Harto
de ser mal visto y peor mirado, quiso dejar ser burro y
convertirse en humano. Plegó sus orejas, escondió el rabo, dejó de
dar brincos, atipló su rebuzno, arregló sus crines, peinó
flequillo y se colocó una visera juvenil. De esta guisa se presentó
al equipo de fútbol local, porque era ahí donde creyó poder ganar
prestigio con mayor rapidez. Al poco le vistieron de pantalón corto
en las patas traseras, camisola en el lomo y patas delanteras y lo
sacaron a la cancha con la misión de hacerse fuerte en el centro del
campo e impedir el paso del balón.

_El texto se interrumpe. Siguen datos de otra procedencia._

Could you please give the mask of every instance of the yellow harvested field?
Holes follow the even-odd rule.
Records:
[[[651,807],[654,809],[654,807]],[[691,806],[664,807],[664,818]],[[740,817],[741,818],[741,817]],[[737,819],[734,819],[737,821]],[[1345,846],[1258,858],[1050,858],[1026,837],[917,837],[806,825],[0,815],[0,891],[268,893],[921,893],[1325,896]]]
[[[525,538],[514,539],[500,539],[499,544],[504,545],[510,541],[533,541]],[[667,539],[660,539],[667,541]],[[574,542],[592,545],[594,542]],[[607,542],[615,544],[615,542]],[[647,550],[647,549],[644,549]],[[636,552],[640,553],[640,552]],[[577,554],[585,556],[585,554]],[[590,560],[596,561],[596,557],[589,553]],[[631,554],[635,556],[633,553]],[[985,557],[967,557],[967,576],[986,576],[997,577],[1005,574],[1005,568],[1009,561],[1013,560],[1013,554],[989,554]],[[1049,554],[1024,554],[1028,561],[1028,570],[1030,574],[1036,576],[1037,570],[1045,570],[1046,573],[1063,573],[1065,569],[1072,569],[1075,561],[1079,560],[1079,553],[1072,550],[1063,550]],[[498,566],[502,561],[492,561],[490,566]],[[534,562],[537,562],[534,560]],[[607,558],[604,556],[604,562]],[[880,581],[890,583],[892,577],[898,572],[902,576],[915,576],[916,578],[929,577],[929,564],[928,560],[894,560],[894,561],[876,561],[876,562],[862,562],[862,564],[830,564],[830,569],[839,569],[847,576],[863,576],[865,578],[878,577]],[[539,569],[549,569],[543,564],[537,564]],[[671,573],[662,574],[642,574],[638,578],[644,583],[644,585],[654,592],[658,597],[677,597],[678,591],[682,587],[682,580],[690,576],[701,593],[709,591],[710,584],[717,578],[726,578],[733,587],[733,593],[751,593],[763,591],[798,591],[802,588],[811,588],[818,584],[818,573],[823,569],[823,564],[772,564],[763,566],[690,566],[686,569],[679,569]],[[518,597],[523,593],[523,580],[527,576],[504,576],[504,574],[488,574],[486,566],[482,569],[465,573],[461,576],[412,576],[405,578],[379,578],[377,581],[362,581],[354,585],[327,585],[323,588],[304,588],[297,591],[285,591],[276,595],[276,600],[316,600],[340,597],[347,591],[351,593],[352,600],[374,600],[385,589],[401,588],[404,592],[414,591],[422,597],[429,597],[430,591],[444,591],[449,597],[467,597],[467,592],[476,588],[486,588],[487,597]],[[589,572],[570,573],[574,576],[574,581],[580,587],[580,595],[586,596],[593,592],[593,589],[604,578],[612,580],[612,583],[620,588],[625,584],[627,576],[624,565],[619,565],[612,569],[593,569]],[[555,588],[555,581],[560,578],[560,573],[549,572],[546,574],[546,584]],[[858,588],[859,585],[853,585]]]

Pero cumplió a duras penas su
misión, pues no pudo dejar de dar mordisquitos al verde césped y
más de una vez se colaron los rivales con facilidad. Pero en el
momento que acabó con el pasto de su zona se convirtió en un as del
balompié. Golpeaba el balón con fuerza, imposibilitaba el paso del
rival, ganaba todas las disputas en el cuerpo a cuerpo y hasta
conseguía intimidar al árbitro que no le llevaba la contraria en
ningún momento. Lo bueno fue cuando metió gol. Sus compañeros se
le echaron encima para celebrarlo y dejó una estampa memorable, diez
hombres hechos y derechos montados en un burro que se movía por la
cancha como una sección victoriosa de la caballería de Napoleón.
Él sonreía pletórico, convencido de que los humanos ya lo tomaban
por uno de los suyos. Y tanta fue su satisfacción que soltó un
rebuzno antológico que hizo que el mundo se detuviera en un
instante.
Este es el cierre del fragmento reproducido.